The failures of the Alberta government to provide adequate healthcare to all people means volunteer firefighters in small communities desperately work to keep the system from collapsing.
And as noted by Sandra Azocar, executive director of advocacy group Friends of Medicare, “In the mid 90s, [Alberta] closed half of our hospital beds from 13,000 to 6,500 and the population was 2.6 million.” With a growth in population, there is now only one hospital bed for every 500 people living in Alberta compared with one bed for every 200 people previously.
Even in 2019, when the ambulance crisis first received news coverage, the provincial NDP party promised to come up with a solution. But rather than address and reverse the decades of austerity and budget cuts, Rachel Notley’s plan is to “post EMS professionals in emergency rooms (ERs) who would care for up to three individuals waiting for admission.” Currently, paramedics must wait with their patients at the hospital until a bed becomes available, which adds hours onto their call and prevents them from helping other people. Unimpressed, both healthcare advocates and the union representing EMS workers describe this proposal as a “short term solution at best.”
As the ambulance crisis reached record levels in 2021, Kenney’s government finally addressed the problem on Jan. 24, 2022, when they announced a new advisory committee at the same time that the AHS revealed a ten-point plan to increase capacity. While the NDP Opposition health critic David Shepherd correctly points out that the UCP plan includes no timeline, accountability, transparency, or targets, the Alberta NDP stop short of demanding the funding needed to ensure a robust healthcare and emergency system in the province.
Years of budget cuts, an aging population, and the Covid-19 pandemic exposes the rot in our public healthcare system. This decades-long process might be more apparent in Alberta than anywhere else in Canada, but what remains a point of pride for Canadians, our single-payer healthcare system, is under attack from coast-to-coast-to-coast. Rather than continued privatization and free-market “solutions” that serve only make a few people filthy rich, we need robust investment in public services based on public need.
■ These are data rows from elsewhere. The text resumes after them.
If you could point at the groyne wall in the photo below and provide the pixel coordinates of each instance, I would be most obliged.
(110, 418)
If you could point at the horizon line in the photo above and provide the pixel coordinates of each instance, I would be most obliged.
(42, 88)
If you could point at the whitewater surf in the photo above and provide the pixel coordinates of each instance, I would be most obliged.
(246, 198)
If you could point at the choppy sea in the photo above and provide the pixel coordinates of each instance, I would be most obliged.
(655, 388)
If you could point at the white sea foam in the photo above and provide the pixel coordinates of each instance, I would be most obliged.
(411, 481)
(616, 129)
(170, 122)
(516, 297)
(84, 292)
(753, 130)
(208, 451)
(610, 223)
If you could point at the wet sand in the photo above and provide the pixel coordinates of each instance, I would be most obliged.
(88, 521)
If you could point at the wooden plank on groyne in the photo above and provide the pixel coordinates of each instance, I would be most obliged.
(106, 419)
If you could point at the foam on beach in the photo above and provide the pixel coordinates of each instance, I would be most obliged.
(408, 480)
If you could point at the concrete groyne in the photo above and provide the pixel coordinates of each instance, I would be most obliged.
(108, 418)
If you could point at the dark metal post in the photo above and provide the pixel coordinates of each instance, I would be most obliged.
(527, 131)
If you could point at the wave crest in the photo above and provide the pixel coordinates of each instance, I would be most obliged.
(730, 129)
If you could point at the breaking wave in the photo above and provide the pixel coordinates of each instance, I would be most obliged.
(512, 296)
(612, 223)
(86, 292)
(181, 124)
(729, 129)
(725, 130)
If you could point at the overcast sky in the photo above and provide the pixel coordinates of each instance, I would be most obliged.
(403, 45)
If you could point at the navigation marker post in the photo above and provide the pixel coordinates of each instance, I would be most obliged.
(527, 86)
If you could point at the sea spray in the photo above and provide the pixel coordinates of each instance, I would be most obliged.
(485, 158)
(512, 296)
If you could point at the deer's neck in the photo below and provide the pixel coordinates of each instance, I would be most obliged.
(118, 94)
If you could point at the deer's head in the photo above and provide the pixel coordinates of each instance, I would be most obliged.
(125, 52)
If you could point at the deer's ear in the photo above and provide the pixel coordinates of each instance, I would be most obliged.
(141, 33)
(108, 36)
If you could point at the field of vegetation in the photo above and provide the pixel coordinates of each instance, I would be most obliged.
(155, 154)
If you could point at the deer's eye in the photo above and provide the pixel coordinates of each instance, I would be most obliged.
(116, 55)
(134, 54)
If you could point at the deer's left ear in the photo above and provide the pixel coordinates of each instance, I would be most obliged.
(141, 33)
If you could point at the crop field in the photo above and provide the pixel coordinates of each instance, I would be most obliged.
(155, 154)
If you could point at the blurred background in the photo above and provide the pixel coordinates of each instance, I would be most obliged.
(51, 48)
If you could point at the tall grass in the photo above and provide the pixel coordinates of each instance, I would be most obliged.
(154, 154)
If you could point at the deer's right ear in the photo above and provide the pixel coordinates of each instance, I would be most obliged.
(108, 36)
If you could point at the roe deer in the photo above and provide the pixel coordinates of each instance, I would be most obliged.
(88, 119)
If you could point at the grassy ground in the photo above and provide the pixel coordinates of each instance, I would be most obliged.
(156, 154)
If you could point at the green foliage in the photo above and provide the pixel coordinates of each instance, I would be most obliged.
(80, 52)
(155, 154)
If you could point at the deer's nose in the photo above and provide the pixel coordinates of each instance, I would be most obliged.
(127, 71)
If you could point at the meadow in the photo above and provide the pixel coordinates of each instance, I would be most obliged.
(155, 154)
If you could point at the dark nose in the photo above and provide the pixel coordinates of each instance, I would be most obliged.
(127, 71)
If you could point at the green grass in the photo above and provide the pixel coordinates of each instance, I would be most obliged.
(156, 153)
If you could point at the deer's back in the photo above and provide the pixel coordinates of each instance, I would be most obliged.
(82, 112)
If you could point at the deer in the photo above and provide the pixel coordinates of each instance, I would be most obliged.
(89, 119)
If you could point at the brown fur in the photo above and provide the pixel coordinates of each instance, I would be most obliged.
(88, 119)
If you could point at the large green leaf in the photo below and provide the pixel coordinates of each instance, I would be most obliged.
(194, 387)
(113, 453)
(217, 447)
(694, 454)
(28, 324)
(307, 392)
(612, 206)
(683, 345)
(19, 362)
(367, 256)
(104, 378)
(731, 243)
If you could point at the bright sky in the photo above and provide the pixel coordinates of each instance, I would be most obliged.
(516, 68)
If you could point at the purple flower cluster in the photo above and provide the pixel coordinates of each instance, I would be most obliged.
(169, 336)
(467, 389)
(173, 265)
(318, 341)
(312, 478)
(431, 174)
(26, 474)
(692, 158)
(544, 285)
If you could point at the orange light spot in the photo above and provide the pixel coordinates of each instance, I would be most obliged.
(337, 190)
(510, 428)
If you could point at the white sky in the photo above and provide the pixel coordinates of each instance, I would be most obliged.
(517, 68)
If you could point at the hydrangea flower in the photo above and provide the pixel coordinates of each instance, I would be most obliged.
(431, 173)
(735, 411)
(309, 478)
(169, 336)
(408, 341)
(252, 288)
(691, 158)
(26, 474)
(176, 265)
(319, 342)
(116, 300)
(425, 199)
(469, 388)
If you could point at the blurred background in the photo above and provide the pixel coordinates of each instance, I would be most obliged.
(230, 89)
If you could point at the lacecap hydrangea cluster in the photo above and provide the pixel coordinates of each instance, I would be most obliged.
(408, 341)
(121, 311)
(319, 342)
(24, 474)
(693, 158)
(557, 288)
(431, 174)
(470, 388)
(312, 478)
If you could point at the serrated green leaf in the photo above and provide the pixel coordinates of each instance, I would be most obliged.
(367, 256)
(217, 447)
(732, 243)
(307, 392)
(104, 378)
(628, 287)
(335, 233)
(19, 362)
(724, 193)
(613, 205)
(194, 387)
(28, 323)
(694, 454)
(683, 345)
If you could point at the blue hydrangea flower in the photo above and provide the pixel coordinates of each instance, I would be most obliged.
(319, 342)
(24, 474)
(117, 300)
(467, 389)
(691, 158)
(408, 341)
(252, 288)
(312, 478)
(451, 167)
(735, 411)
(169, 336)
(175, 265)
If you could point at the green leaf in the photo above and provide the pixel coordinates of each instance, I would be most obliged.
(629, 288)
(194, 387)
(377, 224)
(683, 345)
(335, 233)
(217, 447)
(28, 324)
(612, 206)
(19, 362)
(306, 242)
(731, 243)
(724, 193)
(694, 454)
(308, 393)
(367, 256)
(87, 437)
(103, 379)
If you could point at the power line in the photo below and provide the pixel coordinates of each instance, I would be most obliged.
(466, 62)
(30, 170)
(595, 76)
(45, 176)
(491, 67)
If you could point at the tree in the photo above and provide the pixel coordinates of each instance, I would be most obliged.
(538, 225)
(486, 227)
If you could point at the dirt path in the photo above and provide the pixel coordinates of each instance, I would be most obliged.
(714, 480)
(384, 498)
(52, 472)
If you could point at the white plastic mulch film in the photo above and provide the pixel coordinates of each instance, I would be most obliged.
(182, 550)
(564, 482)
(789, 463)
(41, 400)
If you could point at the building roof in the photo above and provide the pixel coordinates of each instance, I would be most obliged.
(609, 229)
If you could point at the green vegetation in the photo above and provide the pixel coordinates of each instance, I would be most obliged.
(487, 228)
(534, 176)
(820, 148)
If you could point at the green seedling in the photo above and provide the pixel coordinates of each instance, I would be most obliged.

Every person deserves access to accessible and expedient healthcare and our wealthy country can easily afford it. The chief obstacle is not one of resources but resource allocation. Rather than spending billions on the military, police, and corporate bailouts, we can invest in healthcare infrastructure, training, and workers. In this struggle for health, we will need to contend with greedy CEOs and shareholders who do not see healthcare as a human right but an opportunity for exploitation and profit.